Volunteers

Volunteers make the event easier to run and better for everyone in the room. They’re also hard to find at first. Design your meetup so you can run it alone, because for a while, you probably will.

What volunteers do

Before the event, a single person can help with several things: social media posts, scouting speakers, reaching out to potential sponsors. RubyMX has one dedicated person who handles social media and a small group of rotating volunteers who also help find speakers and sponsors between events.
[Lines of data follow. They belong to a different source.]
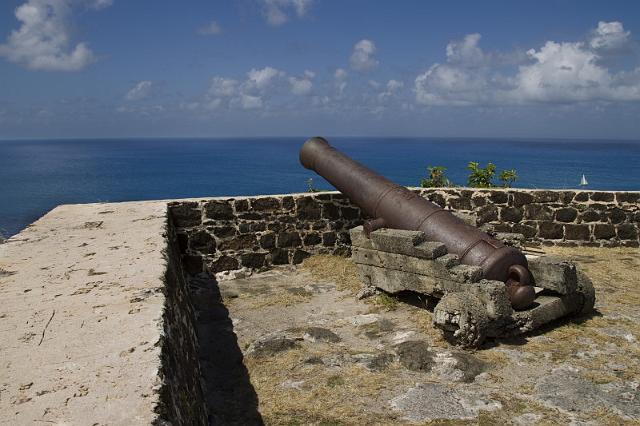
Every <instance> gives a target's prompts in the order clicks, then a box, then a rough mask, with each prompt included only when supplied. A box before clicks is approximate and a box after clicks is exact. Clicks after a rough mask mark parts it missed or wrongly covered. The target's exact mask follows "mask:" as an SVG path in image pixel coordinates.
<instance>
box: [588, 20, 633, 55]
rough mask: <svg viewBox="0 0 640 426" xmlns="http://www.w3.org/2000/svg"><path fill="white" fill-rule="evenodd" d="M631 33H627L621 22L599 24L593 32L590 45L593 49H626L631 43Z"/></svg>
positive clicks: (611, 49) (589, 41)
mask: <svg viewBox="0 0 640 426" xmlns="http://www.w3.org/2000/svg"><path fill="white" fill-rule="evenodd" d="M630 35H631V33H630V32H629V31H625V30H624V27H623V26H622V23H621V22H616V21H614V22H602V21H600V22H598V28H596V29H595V30H593V32H592V36H591V40H590V41H589V44H590V45H591V47H592V48H593V49H601V50H616V49H621V48H624V47H625V46H626V45H627V43H628V42H629V37H630Z"/></svg>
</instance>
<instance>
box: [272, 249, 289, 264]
mask: <svg viewBox="0 0 640 426" xmlns="http://www.w3.org/2000/svg"><path fill="white" fill-rule="evenodd" d="M271 263H272V264H274V265H286V264H288V263H289V250H286V249H280V248H277V249H274V250H272V251H271Z"/></svg>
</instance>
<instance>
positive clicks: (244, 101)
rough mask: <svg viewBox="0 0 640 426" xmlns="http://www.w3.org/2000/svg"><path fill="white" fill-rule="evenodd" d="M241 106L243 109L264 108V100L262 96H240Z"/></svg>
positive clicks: (247, 95)
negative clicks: (263, 99) (263, 105)
mask: <svg viewBox="0 0 640 426" xmlns="http://www.w3.org/2000/svg"><path fill="white" fill-rule="evenodd" d="M240 106H242V108H243V109H258V108H262V98H260V96H251V95H245V94H242V95H241V96H240Z"/></svg>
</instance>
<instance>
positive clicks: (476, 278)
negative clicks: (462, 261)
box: [433, 262, 482, 283]
mask: <svg viewBox="0 0 640 426" xmlns="http://www.w3.org/2000/svg"><path fill="white" fill-rule="evenodd" d="M433 263H435V262H433ZM448 272H449V274H450V276H451V279H452V280H453V281H457V282H461V283H475V282H478V281H480V280H481V279H482V268H481V267H479V266H473V265H457V266H454V267H453V268H451V269H449V270H448Z"/></svg>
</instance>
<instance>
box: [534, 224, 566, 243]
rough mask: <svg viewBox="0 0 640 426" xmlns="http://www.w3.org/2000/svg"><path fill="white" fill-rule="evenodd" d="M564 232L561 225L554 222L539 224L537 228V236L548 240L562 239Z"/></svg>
mask: <svg viewBox="0 0 640 426" xmlns="http://www.w3.org/2000/svg"><path fill="white" fill-rule="evenodd" d="M563 235H564V231H563V229H562V225H558V224H557V223H555V222H540V225H539V226H538V236H539V237H540V238H546V239H550V240H558V239H560V238H562V236H563Z"/></svg>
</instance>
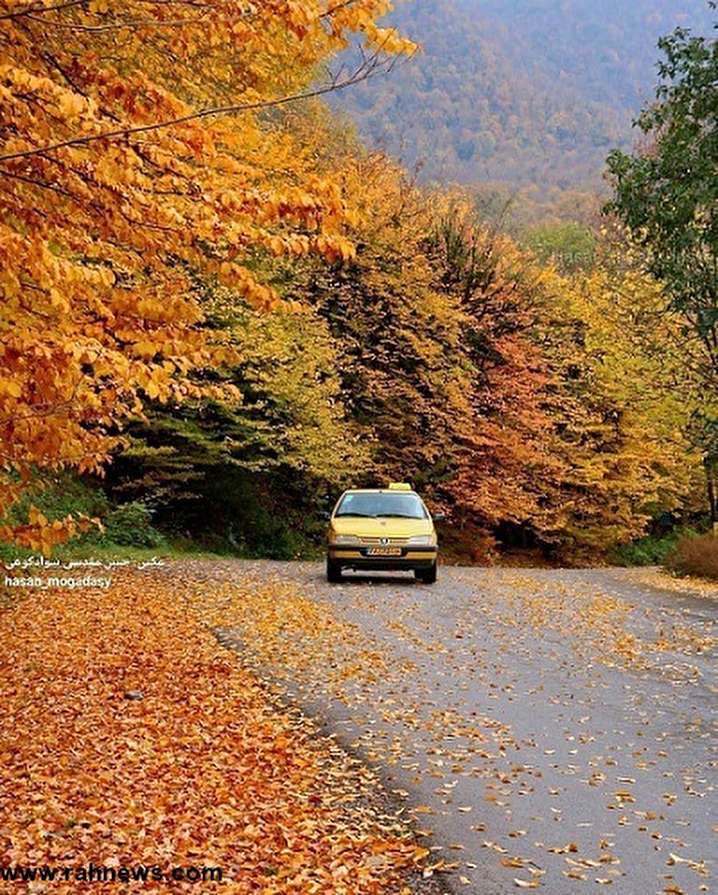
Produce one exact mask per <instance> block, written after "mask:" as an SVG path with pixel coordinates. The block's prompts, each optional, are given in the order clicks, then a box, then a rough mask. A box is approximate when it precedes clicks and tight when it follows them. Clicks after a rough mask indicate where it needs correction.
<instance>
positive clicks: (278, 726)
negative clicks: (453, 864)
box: [0, 574, 426, 895]
mask: <svg viewBox="0 0 718 895" xmlns="http://www.w3.org/2000/svg"><path fill="white" fill-rule="evenodd" d="M211 589H212V585H211V584H210V585H202V586H201V590H202V592H203V593H202V596H203V597H204V596H207V592H208V591H211ZM197 590H198V585H197V584H196V583H193V582H192V581H191V580H188V579H186V578H184V576H182V581H180V576H178V575H172V574H170V575H166V576H158V575H155V576H154V577H153V576H151V575H149V574H145V575H135V576H134V577H132V576H129V575H127V576H123V575H118V576H117V577H116V578H115V582H114V584H113V587H112V589H111V590H109V591H105V590H75V591H69V592H68V591H65V592H58V591H50V590H46V591H42V592H41V593H39V592H38V593H33V594H32V595H31V596H30V597H28V599H26V600H25V601H24V602H22V603H20V604H18V605H14V606H11V607H10V608H8V609H7V610H6V611H5V612H3V613H2V615H1V616H0V631H2V642H3V649H2V653H0V730H1V731H2V733H1V734H0V782H1V784H2V785H1V786H0V818H2V820H1V821H0V864H2V865H6V866H7V865H9V866H15V865H23V866H31V865H33V866H37V865H43V864H47V865H50V866H70V867H78V866H86V865H88V864H89V863H90V862H93V863H94V864H95V865H96V866H99V865H104V866H109V867H113V866H114V867H118V866H129V867H135V866H137V865H147V866H150V865H151V866H160V867H162V868H165V869H169V868H171V867H174V866H184V867H186V866H193V867H202V866H206V867H220V868H222V869H223V874H224V882H223V884H222V890H223V891H226V892H231V893H237V895H241V893H263V895H279V893H296V895H309V893H313V892H316V893H322V895H324V893H337V895H339V893H344V895H358V893H367V895H369V893H371V895H375V893H376V895H379V893H384V892H398V891H399V890H400V888H401V879H402V872H403V870H404V869H405V868H407V867H409V866H412V865H414V864H415V863H416V862H418V861H419V860H420V859H421V857H422V856H423V855H425V854H426V850H425V849H419V848H418V847H417V846H416V845H415V843H414V841H413V840H412V839H411V838H410V837H408V836H407V834H406V831H405V829H404V828H401V827H400V826H399V825H398V823H397V822H396V821H395V819H393V818H391V817H387V816H384V815H382V814H381V813H380V809H379V808H377V806H376V804H375V803H374V802H372V800H371V798H367V795H368V794H370V793H371V792H372V791H373V790H374V788H375V786H376V781H375V779H374V777H373V776H372V775H371V774H370V773H369V772H368V771H367V770H366V769H364V768H362V766H361V765H359V764H358V763H357V762H355V761H352V760H350V759H348V758H347V757H346V755H345V754H344V753H343V752H341V750H340V749H339V748H338V747H337V746H335V745H334V744H333V742H332V741H331V740H327V739H320V738H318V737H317V736H316V734H315V733H314V732H313V730H312V728H311V727H310V726H309V725H308V723H307V722H306V721H305V720H303V719H302V718H301V717H300V716H299V715H298V714H296V713H295V714H292V713H289V712H287V711H282V710H281V709H280V708H278V707H277V706H276V705H272V704H270V702H269V701H268V697H267V693H266V690H265V689H263V687H262V686H261V685H260V684H259V682H258V681H257V679H256V678H255V677H254V676H252V674H250V673H249V672H248V671H247V670H245V669H243V668H242V667H241V665H240V662H239V659H238V657H237V655H236V654H234V653H232V652H229V651H227V650H225V649H222V648H221V647H220V646H219V645H218V644H217V642H216V640H215V638H214V637H213V636H212V635H211V633H210V632H209V631H207V629H206V628H205V627H204V626H203V625H202V624H201V623H200V622H199V621H198V620H197V619H196V617H195V616H194V614H193V612H192V611H191V608H190V605H191V604H193V603H195V602H196V597H197V596H198V593H197ZM270 604H271V597H270V595H269V594H267V595H265V604H264V607H263V611H264V612H265V616H264V619H265V623H266V624H267V625H269V626H270V627H271V626H272V625H276V626H282V625H289V626H292V628H293V629H294V628H296V629H297V630H299V631H301V630H303V629H305V628H306V627H307V626H310V627H312V629H313V631H315V632H316V626H317V625H321V618H320V617H319V616H318V615H317V613H313V614H312V613H311V611H310V609H309V607H308V606H303V607H302V611H301V612H298V614H297V615H296V616H292V617H287V616H285V615H280V614H277V613H275V614H274V615H272V613H271V611H270ZM305 613H306V614H305ZM90 887H91V888H92V891H113V892H117V891H122V890H123V887H122V886H120V887H118V886H117V885H116V884H115V885H114V886H113V884H111V883H107V884H105V883H99V884H98V883H97V882H95V883H92V884H90ZM46 888H47V891H50V890H51V891H52V892H53V893H70V892H75V891H77V890H78V889H79V888H80V886H79V884H78V883H77V882H75V881H74V880H72V881H68V882H57V881H55V882H53V883H39V882H36V883H33V884H32V885H31V889H30V891H33V892H42V891H45V889H46ZM171 888H173V890H184V889H185V888H186V889H187V890H188V891H189V890H193V891H194V892H198V891H199V890H200V889H199V888H198V887H197V885H196V883H190V882H182V883H180V882H174V883H172V884H171ZM201 888H202V891H205V890H206V885H205V886H202V887H201ZM155 889H157V890H162V889H167V883H166V882H153V881H152V880H149V881H148V882H147V883H145V884H143V885H142V891H149V890H155ZM137 890H138V889H136V890H135V891H137ZM128 891H129V890H128ZM407 891H408V890H407Z"/></svg>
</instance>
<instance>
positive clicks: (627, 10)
mask: <svg viewBox="0 0 718 895" xmlns="http://www.w3.org/2000/svg"><path fill="white" fill-rule="evenodd" d="M387 21H389V22H391V23H393V24H395V25H397V26H398V27H399V29H400V30H401V31H402V32H403V33H405V34H407V35H409V36H413V37H415V38H416V39H417V40H418V41H419V42H420V43H421V45H422V48H423V50H422V52H421V53H419V54H417V55H416V56H415V57H414V58H413V59H412V60H411V61H410V62H406V63H404V64H402V65H400V66H398V67H397V68H396V70H395V71H393V72H392V73H391V75H389V76H387V77H383V78H377V79H376V80H375V81H373V82H371V83H365V84H362V85H358V86H357V88H356V89H354V90H352V91H349V92H345V93H343V94H341V95H337V96H336V97H335V98H334V100H333V104H334V107H335V108H338V109H342V110H344V111H346V112H347V113H348V114H349V115H350V117H351V118H352V120H353V121H355V122H356V123H357V124H358V126H359V129H360V133H361V135H362V136H363V137H364V138H365V139H367V140H368V141H369V142H370V144H371V145H372V146H375V147H378V148H381V149H384V150H386V151H388V152H389V153H390V154H392V155H393V156H395V157H399V158H401V159H402V160H403V162H404V163H405V164H406V165H407V166H409V167H410V168H411V167H413V166H414V165H416V164H417V163H418V164H420V165H421V175H422V177H423V178H425V179H428V180H439V181H459V182H462V183H474V182H476V181H502V182H504V183H508V184H511V185H512V186H522V187H525V186H530V185H538V186H539V187H540V189H541V190H542V191H543V190H544V188H545V187H547V186H549V187H550V186H558V187H560V188H561V189H568V188H577V187H581V188H584V189H586V188H588V189H596V188H600V187H601V185H602V181H601V177H602V172H603V168H604V160H605V157H606V155H607V153H608V150H609V149H611V148H613V147H615V146H621V147H627V146H629V145H630V144H631V141H632V139H633V136H632V133H631V122H632V120H633V119H634V118H635V117H636V115H637V113H638V110H639V109H640V107H641V105H642V104H643V103H644V102H645V101H646V99H648V98H650V96H651V95H652V90H653V85H654V82H655V78H656V70H655V64H656V56H657V51H656V42H657V40H658V38H659V36H660V35H662V34H666V33H668V32H670V31H672V30H673V29H674V28H675V27H677V26H679V25H680V26H683V27H689V28H694V29H695V30H696V31H698V32H700V33H707V32H708V31H709V29H710V26H711V24H712V21H713V19H712V17H711V14H710V10H709V9H708V6H707V4H706V3H703V2H702V0H635V2H630V3H628V2H624V0H602V2H600V3H595V2H592V0H563V2H556V0H486V2H484V0H421V2H414V3H401V4H399V5H397V8H396V10H395V11H394V12H393V13H392V14H391V16H389V17H388V18H387Z"/></svg>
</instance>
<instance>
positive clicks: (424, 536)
mask: <svg viewBox="0 0 718 895" xmlns="http://www.w3.org/2000/svg"><path fill="white" fill-rule="evenodd" d="M409 543H410V544H417V545H418V544H424V545H430V544H433V543H434V536H433V535H414V537H413V538H409Z"/></svg>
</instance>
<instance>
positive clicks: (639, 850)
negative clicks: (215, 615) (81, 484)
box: [223, 563, 718, 895]
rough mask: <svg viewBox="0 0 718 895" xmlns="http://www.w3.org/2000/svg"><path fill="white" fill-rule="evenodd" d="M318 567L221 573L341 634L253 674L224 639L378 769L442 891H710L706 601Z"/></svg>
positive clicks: (311, 566)
mask: <svg viewBox="0 0 718 895" xmlns="http://www.w3.org/2000/svg"><path fill="white" fill-rule="evenodd" d="M227 571H228V570H227ZM322 571H323V570H322V568H321V567H320V566H319V565H317V564H309V563H253V564H241V563H237V564H235V565H233V566H232V568H231V572H230V573H229V574H230V576H231V577H232V578H233V579H234V580H235V581H242V580H247V579H248V577H249V578H251V577H252V576H255V575H256V576H258V577H260V578H264V577H266V576H270V577H273V578H275V579H276V580H277V581H280V582H284V583H288V584H290V585H291V586H293V587H296V589H297V590H298V591H300V592H301V593H303V594H304V595H306V597H307V598H308V599H309V600H311V602H312V604H313V605H316V606H317V608H318V610H320V611H321V613H329V614H331V615H332V616H333V617H334V618H336V619H338V620H339V621H340V622H341V624H342V627H341V636H337V635H336V633H335V632H333V631H332V630H329V629H327V631H323V632H322V631H320V630H317V631H316V633H313V632H312V631H311V630H310V631H308V632H305V633H304V634H303V635H302V636H301V637H300V638H299V639H298V640H297V638H296V636H295V632H293V630H292V625H291V624H287V626H286V629H283V630H282V634H281V637H280V640H279V642H277V641H275V645H274V651H273V654H272V656H271V657H269V661H268V657H267V654H266V652H264V653H259V652H258V653H257V655H256V656H255V657H254V659H253V660H252V658H251V656H252V645H251V643H248V642H247V632H246V631H243V630H241V628H240V629H236V630H233V631H229V632H223V636H226V637H228V638H229V639H230V640H231V639H232V638H234V642H235V644H237V645H239V646H240V647H242V648H243V649H244V650H245V651H246V652H247V654H248V655H249V656H250V661H254V662H255V664H256V667H257V669H258V671H259V672H260V673H261V674H262V675H263V676H264V677H265V678H270V679H272V680H273V681H274V682H275V683H277V684H278V685H280V686H281V687H282V688H283V689H284V690H285V691H286V693H287V694H288V698H289V699H291V700H292V701H293V702H294V703H296V704H298V705H299V706H301V707H302V708H303V710H304V711H305V712H306V713H308V714H311V715H312V716H314V717H315V718H316V719H317V720H318V722H319V723H320V724H321V726H322V729H323V731H324V732H327V733H329V734H332V735H334V736H336V737H337V739H338V740H339V742H341V743H342V745H344V746H345V747H346V748H347V749H350V750H352V751H354V752H355V753H356V754H358V755H359V756H360V757H361V758H362V759H363V760H364V761H365V762H367V763H368V764H369V765H371V766H372V767H373V768H375V769H376V770H377V772H378V773H379V775H380V776H381V778H382V779H383V781H384V783H385V785H386V787H387V788H388V789H389V790H390V791H391V792H392V794H393V796H394V797H395V798H396V799H397V800H398V801H399V802H400V803H401V804H403V806H404V808H403V811H404V813H405V814H406V815H407V816H412V817H413V818H414V819H415V821H416V825H417V826H418V828H419V829H420V830H421V831H422V832H423V833H425V834H426V840H425V841H426V842H427V844H428V845H429V847H430V848H431V849H432V852H433V853H432V856H431V858H430V859H429V863H430V864H435V865H437V866H436V870H435V875H436V876H438V877H439V879H441V880H442V881H443V882H444V887H445V888H446V890H447V891H449V890H451V891H452V892H465V893H477V895H478V893H481V895H493V893H505V892H515V891H517V890H519V889H521V888H540V889H543V890H544V891H547V892H550V893H551V895H564V893H576V892H582V891H586V892H588V891H592V890H597V889H600V887H602V886H610V887H611V888H610V890H609V891H612V892H616V893H621V895H652V893H672V895H679V893H686V895H688V893H698V892H707V891H711V890H713V891H715V887H716V883H715V880H714V879H713V877H714V876H715V873H716V863H717V862H716V858H717V857H718V849H717V848H716V844H717V842H718V836H717V835H716V833H717V832H718V801H717V799H716V766H717V764H718V762H717V761H716V758H717V756H716V736H715V734H716V725H715V721H716V704H717V700H716V692H717V691H716V680H715V662H714V659H715V645H716V640H715V639H714V635H715V622H716V617H717V616H718V611H717V610H718V588H713V589H710V588H704V589H696V588H695V587H694V586H693V585H690V584H684V583H674V582H673V580H672V579H668V578H667V576H662V575H661V574H659V573H658V572H655V571H652V570H649V571H643V570H640V571H639V570H635V571H634V570H619V569H591V570H536V569H515V570H510V569H476V568H472V569H467V568H448V567H445V568H442V569H441V570H440V579H439V582H438V583H437V584H436V585H433V586H427V585H421V584H418V583H415V582H414V581H413V580H412V579H411V578H410V577H408V576H382V577H379V578H369V577H359V576H351V575H347V576H346V578H345V581H344V582H343V583H342V584H339V585H328V584H326V583H325V582H324V580H323V574H322ZM313 624H315V625H316V626H317V627H319V626H320V625H319V622H313ZM281 638H285V640H284V643H283V642H282V639H281ZM329 641H331V642H329Z"/></svg>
On the day of the event, roles split more clearly:

  • Registration: someone at the door checking in attendees while the rest of the team sets up
  • Tech setup: getting slides and streaming running before doors open
  • Host: the person running the event, introducing speakers, keeping time
  • Floor support: welcoming late arrivals, answering questions, keeping the room running smoothly

Three people is a good number for the day. It’s enough to cover the basics without the coordination overhead of a larger group.

Finding volunteers

Ask at the end of every event. A brief mention, that you’re looking for people to help and what that involves, is enough. Some attendees are already thinking about it.

It may take a while before anyone steps up. That’s normal. Keep asking.

What they get

Swag, if you have it, is a small way to say thank you, but nobody volunteers at a community meetup for swag. They do it because they believe in what the meetup is for. Acknowledge that. Thank them publicly, by name, at the event and in your posts. That matters more than any physical reward.